Il terapeuta, in queste situazioni, è chiamato più che in altre occasioni ad essere co-narratore, ad aiutare il paziente negli aspetti immaginativi ed a volte a riempire la seduta con la propria fantasia, stando attenti a non ingabbiare la scarna narrazione che il paziente riesce a donare leggendola come un problema, ma al contrario a potenziarla.
Lo psicologo “sarebbe impegnato ad assolvere il compito essenziale, che non è solo [aggiunta mia] di interpretare, né di tradurre il materiale nella ragion pratica né di rafforzare l’io: egli dovrebbe piuttosto incoraggiare, sedurre, sospingere questo processo della fantasia a proseguire ulteriormente”. (Hillman, Trame perdute, 1985)
La terapia o qualsiasi dispositivo di riflessione è favorito da forme narrative [l’uso di immagini, la fotografia, il cinema, il racconto, lo storytelling, l’autofiction] utilizzate come LIEVITO : lievito che fa crescere la capacità di simbolizzazione, che permette lo sviluppo della CONVERSAZIONE e che fa crescere la relazione stessa.

“non mi pare esagerato affermare che il lavoro che si svolge al confine tra preconscio e inconscio costituisca il nucleo di ciò che per un essere umano significa essere vivo.

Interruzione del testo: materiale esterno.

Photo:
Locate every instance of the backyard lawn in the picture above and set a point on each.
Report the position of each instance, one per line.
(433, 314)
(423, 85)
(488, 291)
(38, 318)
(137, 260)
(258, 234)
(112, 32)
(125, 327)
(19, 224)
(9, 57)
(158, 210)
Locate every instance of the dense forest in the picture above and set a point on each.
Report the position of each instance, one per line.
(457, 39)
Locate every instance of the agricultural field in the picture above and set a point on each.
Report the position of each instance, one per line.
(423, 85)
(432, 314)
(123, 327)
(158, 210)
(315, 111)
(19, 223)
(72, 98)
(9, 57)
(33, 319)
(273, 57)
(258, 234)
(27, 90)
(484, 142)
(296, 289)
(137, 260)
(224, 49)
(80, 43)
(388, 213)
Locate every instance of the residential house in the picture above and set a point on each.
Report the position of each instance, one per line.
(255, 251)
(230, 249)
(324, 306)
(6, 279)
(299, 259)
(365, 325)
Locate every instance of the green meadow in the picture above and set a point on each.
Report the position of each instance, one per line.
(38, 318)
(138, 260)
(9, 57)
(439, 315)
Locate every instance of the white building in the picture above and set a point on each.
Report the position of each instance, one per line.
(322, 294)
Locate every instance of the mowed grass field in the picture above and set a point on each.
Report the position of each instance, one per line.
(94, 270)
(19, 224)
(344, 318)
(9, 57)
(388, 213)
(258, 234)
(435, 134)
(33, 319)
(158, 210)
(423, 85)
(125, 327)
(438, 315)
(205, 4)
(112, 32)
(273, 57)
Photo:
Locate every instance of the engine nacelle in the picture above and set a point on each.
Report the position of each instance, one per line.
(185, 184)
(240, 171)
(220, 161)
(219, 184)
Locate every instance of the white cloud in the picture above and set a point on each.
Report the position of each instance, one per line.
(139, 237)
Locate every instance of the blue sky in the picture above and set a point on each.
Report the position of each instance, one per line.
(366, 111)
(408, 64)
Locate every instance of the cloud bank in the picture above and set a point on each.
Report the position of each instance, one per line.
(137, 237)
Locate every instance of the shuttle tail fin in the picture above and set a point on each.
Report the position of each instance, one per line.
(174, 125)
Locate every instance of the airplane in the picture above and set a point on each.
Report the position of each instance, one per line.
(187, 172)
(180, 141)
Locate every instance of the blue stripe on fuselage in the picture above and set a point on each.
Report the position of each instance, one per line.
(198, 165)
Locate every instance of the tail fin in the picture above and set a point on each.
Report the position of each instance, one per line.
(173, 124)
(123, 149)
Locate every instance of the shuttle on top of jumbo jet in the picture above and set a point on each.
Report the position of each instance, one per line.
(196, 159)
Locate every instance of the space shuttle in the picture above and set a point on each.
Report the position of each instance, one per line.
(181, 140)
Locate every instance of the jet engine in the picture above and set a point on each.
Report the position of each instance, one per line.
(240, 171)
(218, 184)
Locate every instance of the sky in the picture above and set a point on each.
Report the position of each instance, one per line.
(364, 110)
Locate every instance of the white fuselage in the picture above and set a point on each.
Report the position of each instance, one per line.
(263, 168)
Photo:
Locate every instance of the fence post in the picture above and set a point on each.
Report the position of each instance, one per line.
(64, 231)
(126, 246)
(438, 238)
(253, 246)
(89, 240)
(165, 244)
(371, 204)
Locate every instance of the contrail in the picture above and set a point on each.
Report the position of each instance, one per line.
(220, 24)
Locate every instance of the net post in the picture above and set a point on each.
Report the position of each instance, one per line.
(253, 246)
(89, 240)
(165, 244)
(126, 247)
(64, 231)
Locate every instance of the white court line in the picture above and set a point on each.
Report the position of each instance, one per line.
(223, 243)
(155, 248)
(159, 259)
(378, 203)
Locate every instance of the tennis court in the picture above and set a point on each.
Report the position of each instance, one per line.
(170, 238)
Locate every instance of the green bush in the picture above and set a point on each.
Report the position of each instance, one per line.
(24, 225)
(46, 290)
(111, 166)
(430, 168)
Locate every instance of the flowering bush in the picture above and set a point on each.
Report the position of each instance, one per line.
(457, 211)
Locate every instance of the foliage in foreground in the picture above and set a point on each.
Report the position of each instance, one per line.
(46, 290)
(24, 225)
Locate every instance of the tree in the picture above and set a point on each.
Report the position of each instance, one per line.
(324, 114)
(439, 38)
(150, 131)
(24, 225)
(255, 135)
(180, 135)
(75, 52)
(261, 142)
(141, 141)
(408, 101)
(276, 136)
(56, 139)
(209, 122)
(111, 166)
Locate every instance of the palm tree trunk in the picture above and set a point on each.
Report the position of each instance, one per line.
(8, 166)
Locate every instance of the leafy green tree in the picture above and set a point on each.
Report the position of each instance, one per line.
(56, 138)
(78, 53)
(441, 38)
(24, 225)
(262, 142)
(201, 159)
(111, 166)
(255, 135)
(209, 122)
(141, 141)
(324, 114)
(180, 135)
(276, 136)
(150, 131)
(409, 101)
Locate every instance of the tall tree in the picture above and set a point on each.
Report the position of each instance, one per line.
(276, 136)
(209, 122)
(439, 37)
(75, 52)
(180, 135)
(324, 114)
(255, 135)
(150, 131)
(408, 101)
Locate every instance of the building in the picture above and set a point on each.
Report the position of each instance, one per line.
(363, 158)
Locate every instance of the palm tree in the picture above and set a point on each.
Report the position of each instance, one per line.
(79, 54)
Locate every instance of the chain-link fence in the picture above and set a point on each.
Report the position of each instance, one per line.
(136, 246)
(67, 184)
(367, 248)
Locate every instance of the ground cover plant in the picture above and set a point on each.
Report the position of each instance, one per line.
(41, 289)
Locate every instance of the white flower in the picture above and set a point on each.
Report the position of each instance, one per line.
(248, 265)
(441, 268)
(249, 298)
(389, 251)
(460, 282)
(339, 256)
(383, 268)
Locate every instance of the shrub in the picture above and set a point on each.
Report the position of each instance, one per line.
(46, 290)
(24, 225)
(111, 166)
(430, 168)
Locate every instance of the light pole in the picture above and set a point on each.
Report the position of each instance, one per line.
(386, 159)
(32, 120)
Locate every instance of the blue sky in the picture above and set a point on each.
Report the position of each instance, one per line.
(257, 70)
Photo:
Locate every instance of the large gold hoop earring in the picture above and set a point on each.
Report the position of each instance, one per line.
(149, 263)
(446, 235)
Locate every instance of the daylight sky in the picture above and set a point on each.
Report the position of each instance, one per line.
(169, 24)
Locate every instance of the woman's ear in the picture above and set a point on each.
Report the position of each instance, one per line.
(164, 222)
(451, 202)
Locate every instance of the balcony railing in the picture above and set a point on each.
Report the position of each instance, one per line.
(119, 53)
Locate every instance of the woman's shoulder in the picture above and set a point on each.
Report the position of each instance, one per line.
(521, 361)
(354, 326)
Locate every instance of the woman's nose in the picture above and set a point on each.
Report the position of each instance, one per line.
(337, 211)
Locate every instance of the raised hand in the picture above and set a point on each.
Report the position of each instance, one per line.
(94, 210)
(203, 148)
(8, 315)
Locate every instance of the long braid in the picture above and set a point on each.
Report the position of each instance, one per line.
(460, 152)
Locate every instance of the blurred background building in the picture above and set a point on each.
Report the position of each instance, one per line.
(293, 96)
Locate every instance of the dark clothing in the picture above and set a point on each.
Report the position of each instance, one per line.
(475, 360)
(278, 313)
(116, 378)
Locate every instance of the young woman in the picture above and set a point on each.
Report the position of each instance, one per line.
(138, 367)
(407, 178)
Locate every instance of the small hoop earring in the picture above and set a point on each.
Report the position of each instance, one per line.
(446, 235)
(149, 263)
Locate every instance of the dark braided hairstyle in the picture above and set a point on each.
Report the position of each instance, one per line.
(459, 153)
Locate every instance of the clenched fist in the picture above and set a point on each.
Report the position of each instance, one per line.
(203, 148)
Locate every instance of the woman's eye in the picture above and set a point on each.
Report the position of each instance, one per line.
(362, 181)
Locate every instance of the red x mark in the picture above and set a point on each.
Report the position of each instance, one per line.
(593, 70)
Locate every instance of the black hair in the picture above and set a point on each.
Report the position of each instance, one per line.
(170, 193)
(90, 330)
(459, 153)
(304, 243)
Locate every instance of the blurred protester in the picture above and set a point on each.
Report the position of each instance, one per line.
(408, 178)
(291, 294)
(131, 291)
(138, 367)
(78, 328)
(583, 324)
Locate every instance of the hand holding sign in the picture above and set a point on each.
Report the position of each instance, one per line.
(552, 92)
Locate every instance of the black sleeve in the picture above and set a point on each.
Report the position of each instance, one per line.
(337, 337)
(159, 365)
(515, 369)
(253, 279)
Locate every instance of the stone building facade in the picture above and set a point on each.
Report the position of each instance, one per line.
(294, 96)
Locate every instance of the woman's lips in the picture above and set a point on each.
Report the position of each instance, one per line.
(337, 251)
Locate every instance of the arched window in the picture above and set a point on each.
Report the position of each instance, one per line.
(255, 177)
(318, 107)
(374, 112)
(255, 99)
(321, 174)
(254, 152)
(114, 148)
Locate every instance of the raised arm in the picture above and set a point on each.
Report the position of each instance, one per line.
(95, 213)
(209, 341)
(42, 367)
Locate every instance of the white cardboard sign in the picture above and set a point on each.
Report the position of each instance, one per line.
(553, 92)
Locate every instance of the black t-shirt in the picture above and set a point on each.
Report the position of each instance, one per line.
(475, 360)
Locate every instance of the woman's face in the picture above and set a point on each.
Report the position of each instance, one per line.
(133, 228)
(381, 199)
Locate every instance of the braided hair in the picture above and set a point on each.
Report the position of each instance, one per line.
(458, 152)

Quel confine è il luogo in cui avviene l’esperienza del sogno e della reverie; in cui ha origine ogni tipo di gioco e creatività; in cui germogliano l’intelligenza e il fascino che poi (come se venissero dal nulla) trovano sbocco in una conversazione, una poesia, un gesto o un’espressione del viso; è il luogo in cui nascono quelle situazioni di compromesso che non smettono mai di tormentarci, che ci svuotano della nostra linfa vitale e limitano la nostra libertà offrendoci in cambio un po’ d’ordine e un’illusione di sicurezza”. (T.H.Ogden “conversazioni al confine del sogno” Astrolabio, 2001).